Unfortunately, that political will is in short supply in Washington, Pozen added, which is why he pinpoints the March 1 cliff fall-off date, which was the new deadline set by the fiscal cliff deal passed by Congress on Jan. 2. On that day, he predicts, Congress will take no action on U.S. budget sequestration, and that will result in $1.2 trillion of automatic spending cuts, much of it related to defense.

"The Republicans realize that sequester is the only chance because they'll get $1.2 trillion of cuts by doing nothing," said Pozen, a Democrat who served on President George W. Bush's Social Security commission. "I think it's going to get pretty messy in March and April. But maybe it's not so bad if we get this automatic cut of $1.2 trillion."

Both President Barack Obama and congressional Democrats want to avoid the across-the-board cuts known as the sequester.

Unfortunately, Pozen added, whether liberals or conservatives, Democrats or Republicans are arguing the point, the undeniable truth is that lower-wage workers on average live a few years less than their wealthier counterparts and are less likely to have 401(k)s or other tax-advantaged plans offered by their companies.

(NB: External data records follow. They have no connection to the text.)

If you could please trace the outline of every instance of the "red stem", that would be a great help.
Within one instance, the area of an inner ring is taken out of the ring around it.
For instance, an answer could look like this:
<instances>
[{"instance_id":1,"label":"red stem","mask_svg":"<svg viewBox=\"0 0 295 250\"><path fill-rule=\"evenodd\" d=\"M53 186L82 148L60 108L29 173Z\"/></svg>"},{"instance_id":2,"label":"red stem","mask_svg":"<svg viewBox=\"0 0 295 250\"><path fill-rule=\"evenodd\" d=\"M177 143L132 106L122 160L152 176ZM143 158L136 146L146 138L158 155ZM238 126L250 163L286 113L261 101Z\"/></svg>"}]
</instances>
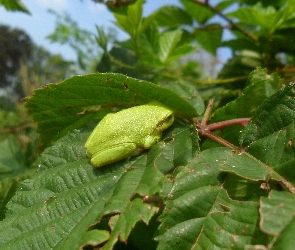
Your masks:
<instances>
[{"instance_id":1,"label":"red stem","mask_svg":"<svg viewBox=\"0 0 295 250\"><path fill-rule=\"evenodd\" d=\"M215 131L217 129L223 129L225 127L236 125L236 124L246 126L250 120L251 118L237 118L237 119L226 120L222 122L216 122L216 123L206 125L206 129L209 131Z\"/></svg>"}]
</instances>

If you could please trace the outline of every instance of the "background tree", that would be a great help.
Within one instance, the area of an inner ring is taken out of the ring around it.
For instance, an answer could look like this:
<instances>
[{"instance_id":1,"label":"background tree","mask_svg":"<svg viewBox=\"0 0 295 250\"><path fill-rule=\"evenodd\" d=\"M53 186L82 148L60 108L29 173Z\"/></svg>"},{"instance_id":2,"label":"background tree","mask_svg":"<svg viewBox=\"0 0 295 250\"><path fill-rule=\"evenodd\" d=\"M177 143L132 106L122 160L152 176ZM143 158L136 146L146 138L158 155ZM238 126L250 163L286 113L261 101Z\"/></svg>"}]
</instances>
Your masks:
<instances>
[{"instance_id":1,"label":"background tree","mask_svg":"<svg viewBox=\"0 0 295 250\"><path fill-rule=\"evenodd\" d=\"M32 41L24 31L2 25L0 47L0 87L7 87L15 82L20 61L31 56Z\"/></svg>"},{"instance_id":2,"label":"background tree","mask_svg":"<svg viewBox=\"0 0 295 250\"><path fill-rule=\"evenodd\" d=\"M92 32L81 29L68 14L58 14L53 10L50 13L56 16L56 29L48 35L51 42L68 44L76 53L76 72L95 72L97 62L100 60L102 50L97 46L96 35ZM108 34L108 39L115 35Z\"/></svg>"},{"instance_id":3,"label":"background tree","mask_svg":"<svg viewBox=\"0 0 295 250\"><path fill-rule=\"evenodd\" d=\"M0 26L0 46L0 88L12 101L74 74L72 62L35 45L22 30Z\"/></svg>"},{"instance_id":4,"label":"background tree","mask_svg":"<svg viewBox=\"0 0 295 250\"><path fill-rule=\"evenodd\" d=\"M60 55L35 45L24 31L8 26L0 30L0 178L5 179L28 171L37 156L36 129L21 98L71 76L74 69Z\"/></svg>"},{"instance_id":5,"label":"background tree","mask_svg":"<svg viewBox=\"0 0 295 250\"><path fill-rule=\"evenodd\" d=\"M18 98L28 96L37 87L59 82L75 73L73 62L64 60L61 55L53 55L35 44L32 45L30 59L20 63L18 84L14 89Z\"/></svg>"}]
</instances>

Price indexing would cure Social Security's deficit, but it would also result in lower benefits to the lowest-paid workers, although no changes to Social Security's current law would trigger a 25% benefit cut across the board by 2033, Pozen noted.

Slowing the future growth of benefits for higher earners and raising the retirement age beyond the current age of 67, but exempting lower-wage workers, could help address the gap between rich and poor, he said.

"The lower third of American workers don't have 401(k)s and IRAs like your clients. These lower-income people don't have the tax benefits of deferral," Pozen said. "On a lifetime benefit basis, Social Security isn't progressive."